Cunard Line’s Queen Victoria celebrates her fifth anniversary today, as five years ago she departed on her Maiden Voyage from her homeport of Southampton – a day after being named by HRH The Duchess of Cornwall with HRH The Prince of Wales in attendance. Since then she has sailed over half a million nautical miles, called at 196 ports in 63 countries and carried almost 250,000 guests, many of whom enjoyed the experience so much that they have travelled many times with the ship already. In all, 20,300 bottles of champagne – enough to fill six Olympic-size swimming pools – have been drunk and 9,125,000 cups of tea and 1,460,000 scones have been served since 11 December 2007!
To mark this special birthday, HRH The Duchess of Cornwall will make a return visit (her third in five years) to her ship on 13 December in Southampton and spend time meeting crew before unveiling a specially-commissioned portrait of herself and cutting a special birthday cake.
“We are very proud of Queen Victoria, her crew and her achievements since she entered service. To have a visit from Her Royal Highness will be a very special moment for the ship’s company. Queen Victoria is known as a happy ship and is certainly extremely popular with Cunard’s discerning guests.”
Queen Victoria is one of the most celebrated ships to be introduced in recent years and she quickly established herself as a popular member of the Cunard fleet continuing in style the line’s traditions established 172 years ago.
Now the third largest Cunard ship ever built (she was the second largest when she entered service but her sister Queen Elizabeth assumed that position when she joined the fleet in 2010) Queen Victoria has never been about size superlatives – she is about style.

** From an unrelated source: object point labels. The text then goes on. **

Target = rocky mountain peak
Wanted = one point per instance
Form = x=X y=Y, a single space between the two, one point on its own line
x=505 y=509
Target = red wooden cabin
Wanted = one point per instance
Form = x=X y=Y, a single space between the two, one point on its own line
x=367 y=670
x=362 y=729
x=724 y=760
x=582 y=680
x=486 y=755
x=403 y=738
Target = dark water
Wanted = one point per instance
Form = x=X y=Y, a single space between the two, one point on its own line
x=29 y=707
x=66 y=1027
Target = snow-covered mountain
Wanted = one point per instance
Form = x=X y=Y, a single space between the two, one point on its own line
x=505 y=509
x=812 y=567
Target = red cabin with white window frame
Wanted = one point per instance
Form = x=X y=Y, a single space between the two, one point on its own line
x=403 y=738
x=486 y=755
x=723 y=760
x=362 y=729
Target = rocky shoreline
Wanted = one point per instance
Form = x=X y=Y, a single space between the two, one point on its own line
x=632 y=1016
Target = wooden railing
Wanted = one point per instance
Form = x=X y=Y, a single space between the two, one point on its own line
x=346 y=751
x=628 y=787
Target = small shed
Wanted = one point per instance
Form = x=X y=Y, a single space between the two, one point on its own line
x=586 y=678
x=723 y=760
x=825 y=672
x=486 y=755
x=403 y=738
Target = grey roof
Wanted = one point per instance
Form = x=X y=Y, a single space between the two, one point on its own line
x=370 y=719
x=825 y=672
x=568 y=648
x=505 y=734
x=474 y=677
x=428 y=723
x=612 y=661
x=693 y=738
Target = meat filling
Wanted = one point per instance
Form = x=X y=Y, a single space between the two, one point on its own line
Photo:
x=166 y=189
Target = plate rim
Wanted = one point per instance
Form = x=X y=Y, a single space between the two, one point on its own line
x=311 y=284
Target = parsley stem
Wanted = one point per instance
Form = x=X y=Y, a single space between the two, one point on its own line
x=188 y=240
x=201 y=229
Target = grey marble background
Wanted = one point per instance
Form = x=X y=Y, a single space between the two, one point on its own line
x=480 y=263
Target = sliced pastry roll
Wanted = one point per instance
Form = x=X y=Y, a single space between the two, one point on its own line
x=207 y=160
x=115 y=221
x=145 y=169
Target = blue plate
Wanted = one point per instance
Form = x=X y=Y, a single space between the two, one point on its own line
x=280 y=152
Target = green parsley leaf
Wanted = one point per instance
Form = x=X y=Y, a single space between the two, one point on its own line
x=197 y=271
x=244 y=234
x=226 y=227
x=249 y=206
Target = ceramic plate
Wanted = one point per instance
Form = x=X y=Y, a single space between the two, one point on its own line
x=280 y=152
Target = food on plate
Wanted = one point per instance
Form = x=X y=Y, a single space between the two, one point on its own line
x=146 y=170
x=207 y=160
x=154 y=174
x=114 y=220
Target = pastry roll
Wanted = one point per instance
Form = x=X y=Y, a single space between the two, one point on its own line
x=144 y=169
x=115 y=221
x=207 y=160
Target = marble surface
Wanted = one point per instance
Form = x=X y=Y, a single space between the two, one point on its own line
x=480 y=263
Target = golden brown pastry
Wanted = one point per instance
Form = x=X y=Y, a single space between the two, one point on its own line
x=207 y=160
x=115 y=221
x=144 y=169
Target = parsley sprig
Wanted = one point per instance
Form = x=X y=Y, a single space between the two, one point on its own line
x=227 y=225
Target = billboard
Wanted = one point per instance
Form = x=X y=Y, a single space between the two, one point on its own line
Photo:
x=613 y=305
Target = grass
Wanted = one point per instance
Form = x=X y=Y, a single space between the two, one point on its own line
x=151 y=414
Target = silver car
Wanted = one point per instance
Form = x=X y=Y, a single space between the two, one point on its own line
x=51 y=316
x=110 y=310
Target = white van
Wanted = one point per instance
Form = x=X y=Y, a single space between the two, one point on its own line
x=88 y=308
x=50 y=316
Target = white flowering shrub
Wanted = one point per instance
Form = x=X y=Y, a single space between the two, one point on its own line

When the designers of Queen Victoria began to consider the ship’s interior public spaces, they drew on the well-recorded and rich history of previous Cunard ocean liners to set the tone.
From the ship’s double and triple-height spaces – a design feature of grand liners of the past – to rooms imbued with an elegant yet understated British charm, the overall effect is both contemporary and classically historic with some exciting innovations. These include the first traditional West End-style private viewing boxes at sea in the Royal Court Theatre, the first Cunardia exhibit display at sea, housing Cunard artefacts and memorabilia and the first two-storey library at sea featuring an elegant spiral staircase.
Queen Victoria made Cunard history when in December 2010 the company’s first-ever female Captain, Inger Olsen, took command.